PROJECT SUMMARY/ABSTRACT
The MMPs have long been recognized as potential targets for cancer therapy, but drugs developed to target
these enzymes have been unsuccessful. A primary reason has been inadequate selectivity, since most MMP
inhibitors cannot discriminate among MMPs that drive cancer progression and other MMPs that prevent cancer
progression. We have recently developed a new approach, expertise, and methodology for engineering much
more highly selective MMP inhibitors based on a human protein, tissue inhibitor of metalloproteinases-2
(TIMP2). In our recently published work, we have created an engineered variant of the TIMP2 N-terminal
domain (N-TIMP2) with greatly improved selectivity toward MMP-9, an enzyme critically involved in triple-
negative breast cancer (TNBC) progression and metastasis.
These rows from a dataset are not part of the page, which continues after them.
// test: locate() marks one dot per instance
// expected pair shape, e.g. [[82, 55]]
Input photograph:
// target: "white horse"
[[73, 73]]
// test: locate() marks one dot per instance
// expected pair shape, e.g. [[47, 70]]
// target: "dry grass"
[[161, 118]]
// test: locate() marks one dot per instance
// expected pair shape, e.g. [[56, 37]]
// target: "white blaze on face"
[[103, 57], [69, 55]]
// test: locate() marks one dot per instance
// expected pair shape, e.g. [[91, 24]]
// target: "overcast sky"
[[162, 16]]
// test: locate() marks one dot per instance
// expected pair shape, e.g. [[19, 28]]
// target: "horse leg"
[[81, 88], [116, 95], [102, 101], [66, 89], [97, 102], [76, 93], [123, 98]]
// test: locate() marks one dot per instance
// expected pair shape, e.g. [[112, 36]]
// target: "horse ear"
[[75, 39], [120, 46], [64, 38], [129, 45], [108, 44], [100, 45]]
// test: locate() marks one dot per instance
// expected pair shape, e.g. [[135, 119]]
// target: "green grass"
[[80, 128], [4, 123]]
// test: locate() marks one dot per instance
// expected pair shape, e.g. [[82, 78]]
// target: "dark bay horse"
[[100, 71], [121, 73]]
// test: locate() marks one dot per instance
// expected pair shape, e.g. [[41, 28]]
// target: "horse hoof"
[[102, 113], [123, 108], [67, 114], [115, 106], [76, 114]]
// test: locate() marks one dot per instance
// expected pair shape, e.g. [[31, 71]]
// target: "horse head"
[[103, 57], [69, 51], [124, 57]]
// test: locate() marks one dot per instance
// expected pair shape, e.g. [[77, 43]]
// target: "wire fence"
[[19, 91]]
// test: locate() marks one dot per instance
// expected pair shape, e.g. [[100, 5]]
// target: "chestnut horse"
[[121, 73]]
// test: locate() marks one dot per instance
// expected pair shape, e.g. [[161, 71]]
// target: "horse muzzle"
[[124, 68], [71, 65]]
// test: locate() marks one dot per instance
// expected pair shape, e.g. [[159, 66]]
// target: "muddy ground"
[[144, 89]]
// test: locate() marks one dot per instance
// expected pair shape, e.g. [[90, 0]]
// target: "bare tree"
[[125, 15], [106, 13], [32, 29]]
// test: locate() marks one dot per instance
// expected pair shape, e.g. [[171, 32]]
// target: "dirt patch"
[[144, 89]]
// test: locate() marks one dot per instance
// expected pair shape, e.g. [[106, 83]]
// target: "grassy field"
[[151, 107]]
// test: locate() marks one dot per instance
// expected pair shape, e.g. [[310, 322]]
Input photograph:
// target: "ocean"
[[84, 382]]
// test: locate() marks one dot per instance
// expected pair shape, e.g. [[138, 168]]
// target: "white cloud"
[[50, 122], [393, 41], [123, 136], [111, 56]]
In preliminary studies, we find that this prototype
inhibitor shows enhanced activity for blocking TNBC cellular invasion. We propose to further engineer N-
TIMP2 for increased selectivity toward MMP-9 and also for enhanced affinity toward a3ß1 integrin, a second
natural target of TIMP2 through which TIMP2 mediates inhibition of tumor growth. We will define the structural
basis for selective MMP binding of engineered N-TIMP2 variants to enable yet greater molecular
improvements, and we will evaluate the therapeutic potential of these engineered proteins in multiple
complementary preclinical models of TNBC. In Aim 1, we will use a combination of structural insights,
computational design and yeast surface display (YSD) technology to engineer N-TIMP2, further optimizing
selectivity toward MMP-9 and enhancing beneficial integrin binding activity. In Aim 2, we will elucidate
structures of the engineered proteins with target and anti-target MMPs using X-ray crystallography, to uncover
the structural basis for engineered selectivity and to facilitate yet greater refinements of our engineering
platform and our selective MMP-9 inhibitors. In Aim 3, we will use complementary mouse orthotopic,
transgenic, and patient-derived xenograft (PDX) models of TNBC to evaluate the utility of engineered N-TIMP2
variants as a therapeutic strategy in TNBC, and identify candidate biomarkers of response with potential for
directing this therapeutic approach to patients who will most benefit from it. Our proposal is both conceptually
and technically innovative in the combination of approaches toward generating novel protein therapeutics. The
proposed research is highly significant because it has substantial potential to develop an entirely new
approach for targeted treatment of TNBC by selectively inhibiting MMP-9, a well-validated target with key roles
in tumor growth, invasion, metastasis, and angiogenesis.